Treefrog
Book Wheeler
Readability and slightly faster usually, less chance for weird interpretation behavior. At least if it is a linear relationship. And it can make it easier to do things like change the range.Yep, the potentiometer is linear! For the sake of my own learning, may I ask what the benefits are of the parameterized equation over just using the mapped values? I know I'm putting my lack of understanding on full display here, but it's a great way to learn haha.
For the non-linear thermometer, mapping may be better.
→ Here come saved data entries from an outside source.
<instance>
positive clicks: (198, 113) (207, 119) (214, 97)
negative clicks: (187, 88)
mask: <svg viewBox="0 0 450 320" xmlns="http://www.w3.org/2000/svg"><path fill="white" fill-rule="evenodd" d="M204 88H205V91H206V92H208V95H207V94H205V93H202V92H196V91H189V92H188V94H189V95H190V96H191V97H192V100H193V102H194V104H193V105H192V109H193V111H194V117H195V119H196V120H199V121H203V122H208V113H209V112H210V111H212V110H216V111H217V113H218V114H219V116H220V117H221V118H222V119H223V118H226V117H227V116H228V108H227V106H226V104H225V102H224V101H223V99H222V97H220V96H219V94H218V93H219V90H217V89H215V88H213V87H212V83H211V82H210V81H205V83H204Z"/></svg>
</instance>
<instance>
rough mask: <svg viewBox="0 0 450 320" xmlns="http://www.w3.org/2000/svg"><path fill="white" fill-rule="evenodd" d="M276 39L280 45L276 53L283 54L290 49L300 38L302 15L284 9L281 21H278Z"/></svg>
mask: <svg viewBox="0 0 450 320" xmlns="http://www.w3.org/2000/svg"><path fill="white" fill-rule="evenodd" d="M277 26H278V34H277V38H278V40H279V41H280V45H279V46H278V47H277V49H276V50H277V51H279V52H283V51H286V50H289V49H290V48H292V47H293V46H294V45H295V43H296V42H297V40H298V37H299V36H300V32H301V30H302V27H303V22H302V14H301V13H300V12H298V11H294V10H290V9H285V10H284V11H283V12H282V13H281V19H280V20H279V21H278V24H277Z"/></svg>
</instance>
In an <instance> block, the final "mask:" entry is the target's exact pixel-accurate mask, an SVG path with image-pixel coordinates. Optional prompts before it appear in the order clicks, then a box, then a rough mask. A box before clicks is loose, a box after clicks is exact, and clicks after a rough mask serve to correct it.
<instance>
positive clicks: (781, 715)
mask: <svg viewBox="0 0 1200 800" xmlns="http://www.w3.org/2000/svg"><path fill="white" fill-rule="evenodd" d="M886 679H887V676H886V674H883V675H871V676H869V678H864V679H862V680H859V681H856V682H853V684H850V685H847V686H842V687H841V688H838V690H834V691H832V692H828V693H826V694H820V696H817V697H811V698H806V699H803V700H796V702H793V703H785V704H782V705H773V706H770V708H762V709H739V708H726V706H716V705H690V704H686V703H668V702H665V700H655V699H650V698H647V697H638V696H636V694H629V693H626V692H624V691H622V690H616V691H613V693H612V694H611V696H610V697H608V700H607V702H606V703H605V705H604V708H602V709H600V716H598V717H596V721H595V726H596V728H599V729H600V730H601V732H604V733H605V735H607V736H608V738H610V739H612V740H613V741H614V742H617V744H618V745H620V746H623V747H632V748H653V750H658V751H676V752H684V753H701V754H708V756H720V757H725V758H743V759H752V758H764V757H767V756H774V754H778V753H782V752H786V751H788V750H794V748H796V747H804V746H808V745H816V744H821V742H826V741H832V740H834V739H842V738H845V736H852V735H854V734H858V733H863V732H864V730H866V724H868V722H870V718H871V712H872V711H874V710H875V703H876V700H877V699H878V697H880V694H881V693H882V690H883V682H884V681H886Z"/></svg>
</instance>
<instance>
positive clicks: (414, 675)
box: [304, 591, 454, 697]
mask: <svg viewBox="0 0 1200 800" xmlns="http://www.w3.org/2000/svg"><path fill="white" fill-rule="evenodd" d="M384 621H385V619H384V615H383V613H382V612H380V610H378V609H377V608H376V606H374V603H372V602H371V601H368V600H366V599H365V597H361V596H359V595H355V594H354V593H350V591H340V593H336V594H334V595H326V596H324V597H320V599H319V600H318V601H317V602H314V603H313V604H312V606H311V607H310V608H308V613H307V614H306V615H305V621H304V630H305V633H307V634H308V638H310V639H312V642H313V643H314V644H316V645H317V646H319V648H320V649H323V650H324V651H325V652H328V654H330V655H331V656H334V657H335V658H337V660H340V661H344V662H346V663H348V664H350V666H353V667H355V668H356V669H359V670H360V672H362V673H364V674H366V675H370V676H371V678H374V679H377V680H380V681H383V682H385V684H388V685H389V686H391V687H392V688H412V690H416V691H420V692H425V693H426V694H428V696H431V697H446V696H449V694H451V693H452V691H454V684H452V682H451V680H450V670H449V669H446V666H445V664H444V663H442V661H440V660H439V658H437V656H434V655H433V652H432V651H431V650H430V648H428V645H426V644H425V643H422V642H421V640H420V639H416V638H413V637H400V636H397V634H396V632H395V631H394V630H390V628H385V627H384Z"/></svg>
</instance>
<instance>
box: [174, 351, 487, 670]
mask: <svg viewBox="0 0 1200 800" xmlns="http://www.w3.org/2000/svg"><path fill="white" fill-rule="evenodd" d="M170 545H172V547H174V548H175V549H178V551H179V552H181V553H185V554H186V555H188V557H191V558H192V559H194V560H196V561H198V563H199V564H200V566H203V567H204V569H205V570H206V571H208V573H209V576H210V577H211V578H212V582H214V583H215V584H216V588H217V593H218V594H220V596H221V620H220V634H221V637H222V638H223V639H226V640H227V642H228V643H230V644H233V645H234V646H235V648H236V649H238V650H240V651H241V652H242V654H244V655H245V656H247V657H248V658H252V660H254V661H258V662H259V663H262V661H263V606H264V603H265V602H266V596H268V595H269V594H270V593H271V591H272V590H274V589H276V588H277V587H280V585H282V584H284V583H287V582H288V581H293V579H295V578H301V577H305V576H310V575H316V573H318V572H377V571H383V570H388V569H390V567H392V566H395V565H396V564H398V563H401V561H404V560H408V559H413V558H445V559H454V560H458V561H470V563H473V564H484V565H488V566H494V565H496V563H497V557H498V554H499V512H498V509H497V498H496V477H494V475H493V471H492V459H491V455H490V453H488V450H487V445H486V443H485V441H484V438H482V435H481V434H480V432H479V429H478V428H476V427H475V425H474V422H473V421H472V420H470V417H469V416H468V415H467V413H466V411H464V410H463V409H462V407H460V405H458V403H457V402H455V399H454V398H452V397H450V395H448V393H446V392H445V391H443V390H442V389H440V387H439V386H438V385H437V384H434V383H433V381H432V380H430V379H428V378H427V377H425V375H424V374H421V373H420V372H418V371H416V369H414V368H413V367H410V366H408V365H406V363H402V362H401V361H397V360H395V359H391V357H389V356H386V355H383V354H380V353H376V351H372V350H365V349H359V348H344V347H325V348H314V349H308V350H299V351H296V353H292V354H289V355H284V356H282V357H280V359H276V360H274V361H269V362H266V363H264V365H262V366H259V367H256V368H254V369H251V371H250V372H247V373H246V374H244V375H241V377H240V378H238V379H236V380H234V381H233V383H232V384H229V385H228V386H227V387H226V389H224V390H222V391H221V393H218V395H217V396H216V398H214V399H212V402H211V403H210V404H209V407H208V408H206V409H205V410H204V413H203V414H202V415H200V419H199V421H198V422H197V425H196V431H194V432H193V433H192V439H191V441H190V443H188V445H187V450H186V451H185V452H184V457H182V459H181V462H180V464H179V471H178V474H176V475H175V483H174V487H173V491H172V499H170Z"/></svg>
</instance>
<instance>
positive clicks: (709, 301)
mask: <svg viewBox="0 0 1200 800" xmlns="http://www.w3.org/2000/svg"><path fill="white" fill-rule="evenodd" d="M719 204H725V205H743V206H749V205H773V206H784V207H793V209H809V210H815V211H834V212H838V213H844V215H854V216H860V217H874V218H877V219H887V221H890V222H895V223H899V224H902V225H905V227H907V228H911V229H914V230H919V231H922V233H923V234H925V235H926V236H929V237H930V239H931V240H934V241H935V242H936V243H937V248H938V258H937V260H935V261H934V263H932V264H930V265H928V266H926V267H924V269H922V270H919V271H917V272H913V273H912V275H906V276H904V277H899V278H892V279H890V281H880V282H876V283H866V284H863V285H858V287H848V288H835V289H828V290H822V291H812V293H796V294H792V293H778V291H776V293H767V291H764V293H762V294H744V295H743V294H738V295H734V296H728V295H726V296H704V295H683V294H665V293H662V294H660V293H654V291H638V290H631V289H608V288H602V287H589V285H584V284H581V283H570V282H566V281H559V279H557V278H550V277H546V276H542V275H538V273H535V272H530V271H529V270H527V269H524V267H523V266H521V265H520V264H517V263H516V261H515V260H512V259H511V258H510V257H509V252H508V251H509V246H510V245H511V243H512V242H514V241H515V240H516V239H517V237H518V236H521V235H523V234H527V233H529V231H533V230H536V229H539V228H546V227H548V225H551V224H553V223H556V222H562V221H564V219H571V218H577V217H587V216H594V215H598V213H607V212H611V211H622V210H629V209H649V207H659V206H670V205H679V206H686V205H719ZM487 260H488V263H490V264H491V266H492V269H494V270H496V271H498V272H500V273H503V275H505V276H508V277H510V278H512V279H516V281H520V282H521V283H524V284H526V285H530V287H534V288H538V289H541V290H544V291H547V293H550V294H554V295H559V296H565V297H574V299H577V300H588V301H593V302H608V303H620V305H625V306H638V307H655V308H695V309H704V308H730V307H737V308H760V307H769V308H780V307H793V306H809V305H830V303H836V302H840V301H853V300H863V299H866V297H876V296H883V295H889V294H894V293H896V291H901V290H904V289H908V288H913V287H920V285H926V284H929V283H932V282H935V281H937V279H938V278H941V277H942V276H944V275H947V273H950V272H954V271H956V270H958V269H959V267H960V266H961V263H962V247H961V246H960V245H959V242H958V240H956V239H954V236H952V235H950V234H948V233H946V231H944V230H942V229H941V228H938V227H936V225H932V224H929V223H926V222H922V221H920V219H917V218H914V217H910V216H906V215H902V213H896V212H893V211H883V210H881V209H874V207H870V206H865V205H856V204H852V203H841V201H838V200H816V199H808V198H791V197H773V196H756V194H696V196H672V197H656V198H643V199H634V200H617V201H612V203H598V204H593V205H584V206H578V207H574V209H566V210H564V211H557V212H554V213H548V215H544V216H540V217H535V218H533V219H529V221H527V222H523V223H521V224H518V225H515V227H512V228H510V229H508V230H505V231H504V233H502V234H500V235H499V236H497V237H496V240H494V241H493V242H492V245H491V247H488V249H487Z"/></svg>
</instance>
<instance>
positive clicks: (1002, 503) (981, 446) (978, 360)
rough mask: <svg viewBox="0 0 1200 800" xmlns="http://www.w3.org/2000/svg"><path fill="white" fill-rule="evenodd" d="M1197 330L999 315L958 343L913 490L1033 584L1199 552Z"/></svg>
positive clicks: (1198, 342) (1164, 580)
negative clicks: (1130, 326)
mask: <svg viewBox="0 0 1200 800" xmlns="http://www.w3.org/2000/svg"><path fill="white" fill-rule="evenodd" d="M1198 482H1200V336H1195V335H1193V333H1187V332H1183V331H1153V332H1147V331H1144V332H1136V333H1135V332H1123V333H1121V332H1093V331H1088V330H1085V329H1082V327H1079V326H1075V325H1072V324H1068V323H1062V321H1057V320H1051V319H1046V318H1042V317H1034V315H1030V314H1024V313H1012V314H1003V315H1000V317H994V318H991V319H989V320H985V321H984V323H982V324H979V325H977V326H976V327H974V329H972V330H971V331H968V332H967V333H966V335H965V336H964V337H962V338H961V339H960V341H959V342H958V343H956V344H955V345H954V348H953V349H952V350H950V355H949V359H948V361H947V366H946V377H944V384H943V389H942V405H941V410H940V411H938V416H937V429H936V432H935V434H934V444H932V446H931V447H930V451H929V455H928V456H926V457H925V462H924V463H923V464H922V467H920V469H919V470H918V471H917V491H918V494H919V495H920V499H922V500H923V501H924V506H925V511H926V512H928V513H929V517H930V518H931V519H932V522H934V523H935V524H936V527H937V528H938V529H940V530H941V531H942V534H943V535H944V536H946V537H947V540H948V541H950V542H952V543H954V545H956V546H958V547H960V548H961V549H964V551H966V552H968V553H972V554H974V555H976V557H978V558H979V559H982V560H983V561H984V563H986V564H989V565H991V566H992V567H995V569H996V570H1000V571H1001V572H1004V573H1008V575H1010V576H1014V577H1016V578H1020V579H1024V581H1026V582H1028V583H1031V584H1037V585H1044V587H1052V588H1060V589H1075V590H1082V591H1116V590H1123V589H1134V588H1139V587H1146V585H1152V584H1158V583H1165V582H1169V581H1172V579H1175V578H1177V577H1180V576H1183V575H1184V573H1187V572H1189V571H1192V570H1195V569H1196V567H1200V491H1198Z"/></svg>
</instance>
Different ways of doing things. If you find one more readable or easier to follow, that's the one you should use. On an extreme technical view, one may run slightly faster or use slightly less memory, but saving nanoseconds and bits is probably not important here. And what you're suggesting may be the faster one.Just blind intuition shooting from the hip, it seems like if I'm already going to have the temperature sensor mapped to relevant temperatures Fahrenheit, and then map the potentiometer to useful temperature values for tuning, I could come up with a simple code to just add the mapped potentiometer value to the preset min/max temp range. So essentially something like (not code, just theory)
mapped_potentiometer = full 0-1023 range mapped to a range of -30 to +30
Then
Minimum duty cycle temperature = 160 + mapped potentiometer
Maximum duty cycle temperature = 210 + mapped potentiometer
On a side note, it is probably a good idea to not hardcode any values in the code and instead use variables to hold any value that may need changing.
Also, some fans need an inverse pwm signal. It also could be that the fan and generator have a different understanding of what the pwm signal is. The fan could be looking at % high while the generator is % switch to ground.